Following a termination by the Company for cause or voluntary resignation by the executive, Mr. Tiarks will be subject to a two-year non-competition and non-solicitation agreement. In addition, following termination of employment, Mr. Tiarks will be subject to a covenant not to disparage the Company.

The above summary of the Employment Agreement does not purport to be complete and is qualified in its entirety by reference to the Employment Agreement, a copy of which is filed as Exhibit 10.1 to this Current Report on Form 8-K and incorporated into this Item 5.02(e) by reference.

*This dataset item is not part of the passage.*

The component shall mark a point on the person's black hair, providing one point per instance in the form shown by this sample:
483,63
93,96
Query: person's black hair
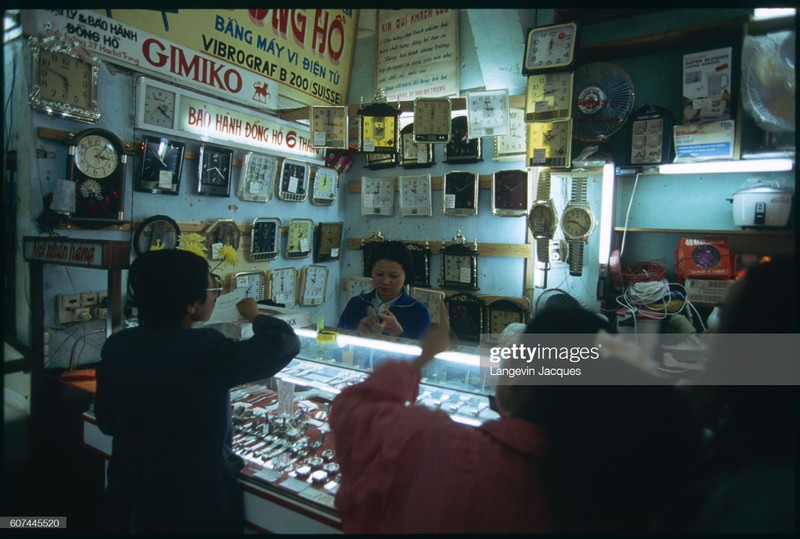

Item 7.01. Regulation FD Disclosure.

On June 16, 2011, the Company issued a press release, attached as Exhibit 99.1 to this Current Report on Form 8-K, announcing the appointment of Mr. Tiarks. The information set forth in this Item 7.01 of this Current Report on Form 8-K, including the text of the press release, attached as Exhibit 99.1 hereto, is being furnished to, but not filed with, the Securities and Exchange Commission.

Item 9.01. Financial Statements and Exhibits.

(d) Exhibits

See the Exhibit Index attached hereto which is incorporated herein by reference.


SIGNATURES

Pursuant to the requirements of the Securities Exchange Act of 1934, the registrant has duly caused this report to be signed on its behalf by the undersigned hereunto duly authorized.

 

  PETROALGAE INC.
Date: June 16, 2011   By:  

/s/ David P. Szostak

  Name:   David P. Szostak
  Title:   Chief Financial Officer


EXHIBIT INDEX

 

Exhibit
No.

  

Description

10.1    Employment Agreement by and among PetroAlgae Inc., PA LLC and Anthony John Phipps Tiarks, dated as of June 15, 2011.
99.1    Text of the Press Release dated June 16, 2011

 

 

Exhibit 99.1 is being furnished to the SEC pursuant to Item 7.01 and shall not be deemed filed with the SEC, nor shall it be deemed incorporated by reference in any filing with the SEC under the Securities Exchange Act of 1934 or the Securities Act of 1933, whether made before or after the date hereof and irrespective of any general incorporation language in any filings.